So, as happens in life, things change. Sometimes big things. Sometimes things that you never really thought of changing, though if you'd thought about it, you'd nod and realize that is inevitable.
What I'm talking about today is Kate Inglis (sweetsalty kate of sweetsalty.com), cofounder of Glow in the Woods is stepping down as a regular contributor to Glow. She posted on Monday that she would be going, and how it feels for her. Which is summarized as 'somewhat conflicted' - it seems to be that time for her, but reaching this point hasn't necessarily brought Completion, Closure, Peace or whatever other platitude you throw out (cough, journey, cough) to neatly label the progress (cough) someone makes in the aftermath of such a monumental loss.
In some ways, knowing Kate won't be posting regularly on the topics of babyloss, grief, afterlife leave me feeling a bit bereft. A bit like I'm flailing. As I said to her - her words were an absolute lifeline when I felt I was drowning in the grief at the beginning. I printed out this post and carried it in my wallet for awhile. I so badly needed someone to tell me it was ok to grieve, to allow myself the space necessary to breathe and heal. There are others, too numerous to mention, that just left me bouncing a little, nodding enthusiastically, saying "Yes, yes. YES. Oh yes, thank you God, someone gets it and can say it in an amazingly cogent way. I'm not insane."
In most ways though, I'm glad for Kate. She's done amazing things for us by creating Glow (I cannot express enough the gratitude I feel. I don't think it's an exaggeration to say that Glow may have saved my sanity). And she's at a place where she needs to move on, where she can't be where I talked about being the other day, because it's not serving anyone well any longer. I know from her recent post on sweetsalty that she is not sure how to process these statements about her having moved on, and congratulations and wishes for peace. She makes a really valuable and excellent point that peace is not really an attainable end. That there is no real objective point that can be called peace, not in this real life.
Which made me think - I often wish for peace. For myself. For my family and friends. And especially for those grieving.
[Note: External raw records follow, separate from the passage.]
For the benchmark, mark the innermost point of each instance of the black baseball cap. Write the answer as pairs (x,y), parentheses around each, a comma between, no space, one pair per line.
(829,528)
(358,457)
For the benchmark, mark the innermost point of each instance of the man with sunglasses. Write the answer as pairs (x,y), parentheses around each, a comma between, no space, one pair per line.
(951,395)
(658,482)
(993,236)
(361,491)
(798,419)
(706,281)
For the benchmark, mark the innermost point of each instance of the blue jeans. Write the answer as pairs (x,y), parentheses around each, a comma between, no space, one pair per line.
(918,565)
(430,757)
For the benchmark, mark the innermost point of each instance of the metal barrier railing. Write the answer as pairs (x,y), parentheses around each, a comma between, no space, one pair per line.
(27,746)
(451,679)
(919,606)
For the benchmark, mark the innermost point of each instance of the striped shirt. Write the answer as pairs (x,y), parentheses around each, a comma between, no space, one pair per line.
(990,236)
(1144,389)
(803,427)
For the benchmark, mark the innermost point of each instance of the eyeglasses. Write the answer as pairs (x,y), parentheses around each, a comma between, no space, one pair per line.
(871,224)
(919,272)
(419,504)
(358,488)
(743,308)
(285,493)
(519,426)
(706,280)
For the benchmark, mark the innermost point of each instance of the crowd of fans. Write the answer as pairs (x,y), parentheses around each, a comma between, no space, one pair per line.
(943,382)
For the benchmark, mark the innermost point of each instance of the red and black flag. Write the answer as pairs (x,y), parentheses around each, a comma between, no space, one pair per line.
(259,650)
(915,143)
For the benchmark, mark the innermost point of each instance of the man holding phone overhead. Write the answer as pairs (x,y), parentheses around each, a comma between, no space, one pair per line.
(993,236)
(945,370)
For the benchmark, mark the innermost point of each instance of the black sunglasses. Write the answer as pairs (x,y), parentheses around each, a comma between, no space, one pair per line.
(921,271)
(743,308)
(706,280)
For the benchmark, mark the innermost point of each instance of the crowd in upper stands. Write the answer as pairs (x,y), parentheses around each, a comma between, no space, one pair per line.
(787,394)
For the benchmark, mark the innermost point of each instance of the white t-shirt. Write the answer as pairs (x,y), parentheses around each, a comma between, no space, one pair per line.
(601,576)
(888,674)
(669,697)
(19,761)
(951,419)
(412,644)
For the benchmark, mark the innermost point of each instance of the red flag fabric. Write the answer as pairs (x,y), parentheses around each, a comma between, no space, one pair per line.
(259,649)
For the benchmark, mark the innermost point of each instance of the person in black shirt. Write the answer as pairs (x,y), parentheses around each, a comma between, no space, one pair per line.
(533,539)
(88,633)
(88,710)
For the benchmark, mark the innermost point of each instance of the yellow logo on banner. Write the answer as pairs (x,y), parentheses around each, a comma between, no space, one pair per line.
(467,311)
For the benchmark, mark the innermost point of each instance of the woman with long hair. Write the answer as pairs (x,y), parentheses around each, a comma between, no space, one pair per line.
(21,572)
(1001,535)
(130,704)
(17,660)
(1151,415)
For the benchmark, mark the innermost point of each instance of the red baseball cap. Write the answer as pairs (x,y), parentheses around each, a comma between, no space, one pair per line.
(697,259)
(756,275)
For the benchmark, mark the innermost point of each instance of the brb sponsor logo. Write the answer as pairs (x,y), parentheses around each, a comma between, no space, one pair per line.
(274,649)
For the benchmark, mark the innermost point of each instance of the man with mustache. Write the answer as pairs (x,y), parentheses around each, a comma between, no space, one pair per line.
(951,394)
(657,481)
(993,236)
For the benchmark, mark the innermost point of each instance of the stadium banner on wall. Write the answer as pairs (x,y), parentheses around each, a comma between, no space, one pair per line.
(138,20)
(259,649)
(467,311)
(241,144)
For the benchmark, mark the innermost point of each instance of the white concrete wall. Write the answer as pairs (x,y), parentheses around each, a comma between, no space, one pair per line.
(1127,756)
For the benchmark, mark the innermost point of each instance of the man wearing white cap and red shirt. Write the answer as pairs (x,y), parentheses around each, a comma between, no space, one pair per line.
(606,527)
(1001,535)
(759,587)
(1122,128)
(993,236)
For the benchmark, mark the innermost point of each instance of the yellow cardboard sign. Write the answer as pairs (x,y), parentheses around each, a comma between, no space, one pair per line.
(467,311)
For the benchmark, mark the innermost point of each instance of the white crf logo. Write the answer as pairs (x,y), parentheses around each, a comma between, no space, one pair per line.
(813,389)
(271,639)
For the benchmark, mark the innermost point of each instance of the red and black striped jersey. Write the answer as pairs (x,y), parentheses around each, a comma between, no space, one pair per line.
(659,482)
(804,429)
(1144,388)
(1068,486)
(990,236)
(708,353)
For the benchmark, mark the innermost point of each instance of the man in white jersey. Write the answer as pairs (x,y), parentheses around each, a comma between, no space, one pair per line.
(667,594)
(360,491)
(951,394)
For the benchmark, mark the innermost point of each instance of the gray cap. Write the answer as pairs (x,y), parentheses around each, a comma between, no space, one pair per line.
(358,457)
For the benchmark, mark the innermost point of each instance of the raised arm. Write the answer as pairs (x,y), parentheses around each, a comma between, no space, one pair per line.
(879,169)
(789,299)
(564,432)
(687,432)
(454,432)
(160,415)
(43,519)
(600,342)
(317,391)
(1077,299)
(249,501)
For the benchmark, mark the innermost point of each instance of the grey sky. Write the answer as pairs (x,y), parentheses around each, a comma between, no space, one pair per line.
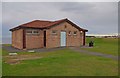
(98,18)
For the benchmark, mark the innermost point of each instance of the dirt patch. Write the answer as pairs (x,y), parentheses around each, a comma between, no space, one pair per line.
(18,58)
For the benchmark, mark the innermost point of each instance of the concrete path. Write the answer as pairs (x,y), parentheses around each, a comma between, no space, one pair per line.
(11,49)
(94,53)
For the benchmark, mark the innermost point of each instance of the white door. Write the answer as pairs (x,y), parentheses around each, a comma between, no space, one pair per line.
(63,38)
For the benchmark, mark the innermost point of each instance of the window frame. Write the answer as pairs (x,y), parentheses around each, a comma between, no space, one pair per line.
(75,33)
(54,32)
(32,32)
(69,33)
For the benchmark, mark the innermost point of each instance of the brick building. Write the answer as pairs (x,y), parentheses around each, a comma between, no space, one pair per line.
(48,34)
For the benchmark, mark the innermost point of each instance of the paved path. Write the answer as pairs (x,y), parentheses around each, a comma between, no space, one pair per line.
(11,49)
(94,53)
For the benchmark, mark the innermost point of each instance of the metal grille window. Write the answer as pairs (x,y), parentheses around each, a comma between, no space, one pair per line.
(54,32)
(32,32)
(29,31)
(69,33)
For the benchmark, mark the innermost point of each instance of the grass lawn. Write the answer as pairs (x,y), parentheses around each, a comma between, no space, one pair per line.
(62,63)
(104,45)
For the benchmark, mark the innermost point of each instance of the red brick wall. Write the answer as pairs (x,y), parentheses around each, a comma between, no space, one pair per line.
(17,39)
(73,40)
(34,41)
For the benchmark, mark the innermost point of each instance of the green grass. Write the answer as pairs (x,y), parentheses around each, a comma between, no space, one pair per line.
(104,45)
(63,63)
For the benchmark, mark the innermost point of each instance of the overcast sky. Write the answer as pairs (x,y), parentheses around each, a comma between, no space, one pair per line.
(98,18)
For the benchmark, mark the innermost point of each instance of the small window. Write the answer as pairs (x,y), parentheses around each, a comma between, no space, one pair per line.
(65,26)
(29,31)
(54,32)
(69,33)
(75,33)
(81,32)
(32,32)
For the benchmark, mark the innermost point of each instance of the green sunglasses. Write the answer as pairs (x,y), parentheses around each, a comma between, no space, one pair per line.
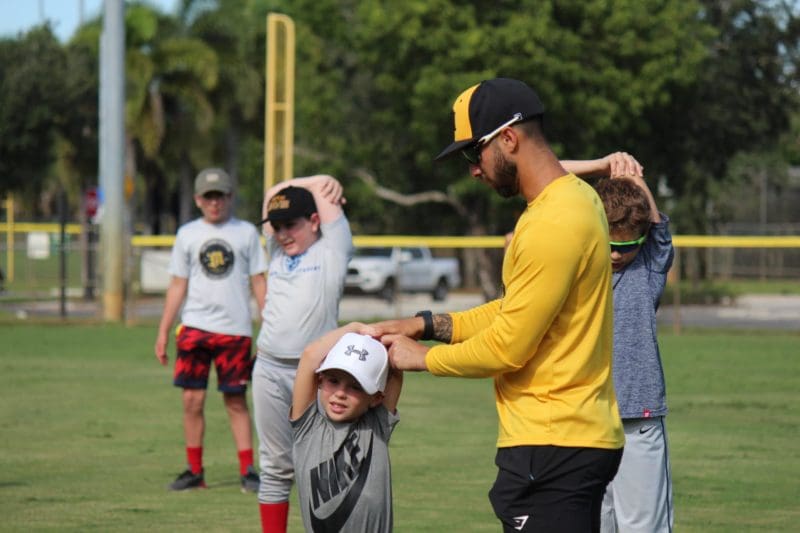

She has made me ask what it is I mean when I say I hope for peace.
And I think what I intend to wish someone is not a happy state of tranquility and benevolent acceptance of the fates that have befallen them. Even Job was driven to questions in the end, right? It’s not a goal, or a feeling that can be achieved and maintained with equanimity. It’s not a convenient box which can checked off the grief list, it’s not a package tied prettily with a Resolution bow. I think it is a million things and different every moment and to every person.
What I intend to tell someone is really this:
I wish you a moment of calm in the midst of the storm.
I wish you a breath that fills your lungs and that you don’t choke on.
I wish you a meal where the food does not taste like ashes in your mouth.
I wish you an encounter where someone doesn’t step on your toes or inadvertently rip out your heart.
I wish you a cry with cleansing tears.
I wish you a night of dreamless sleep.
I wish you a moment to just be – a moment in which you do not have to be a wife mother daughter sister husband father son brother friend partner employee dead baby parent lost broken drowning dying in pain guilt-ridden. A moment in which you can simply be and exist apart from all of those things.
I wish you a moment of clarity.
I wish you a moment of friendship and support.
I wish you a time when you can laugh again.
I wish you a time when you can recall without overwhelmingly negative emotions.
I wish you a moment of time in which you can feel your lost one near you.
I wish you an encompassing love.
I wish you a timeout from crushing sadness and the work of grief.
I wish you a glimpse of gratitude.
I wish you good things without guilt.
I wish you more good moments than bad.
I wish you arms to hold you and a shoulder to cry on.
I wish you the rawness of grief when you need it close.
I wish you a scab, then a scar.
I wish you a stream of sunlight, and some warmth.
I wish you a moment of rest in the struggle.
I wish you an answer.
I wish you a break from the anxiety.
I wish you a moment of comfort or solace.
Most of all, I wish you the ability to be present in this moment, whatever this moment requires.
I wish all these things, in different measures in different times depending on what is most required. I often summarize that by saying I wish you peace. It’s easier. It means something different to everyone, and they hopefully can fill in their greatest need.
Perhaps what I ought to say is I wish you the fulfillment of your needs as they come. It’s not wholly attainable, but it’s my passionate desire for my fellow bereaved.
For me, I feel like I have found some peace. That peace changes by the day and exists in greater and lesser degrees. But I find it’s when I can be, when I have that moment . . . that is what I crave and what I seek and what I wish for everyone. I struggle with it. Life changes, life froths, life churns, life is calm, life is floating, life is ever present in highs and lows. I think peace is dealing with life in that moment.
Whatever brings you peace or comfort or solace or allows you to hold your grief, whatever gets you through your day and night, whatever it is you seek – I wish you to find it. Ephemeral and ethereal as it is, intangible as it may be, I wish you that peace.
And I thank Kate for helping me find it in a hundred moments and a hundred ways.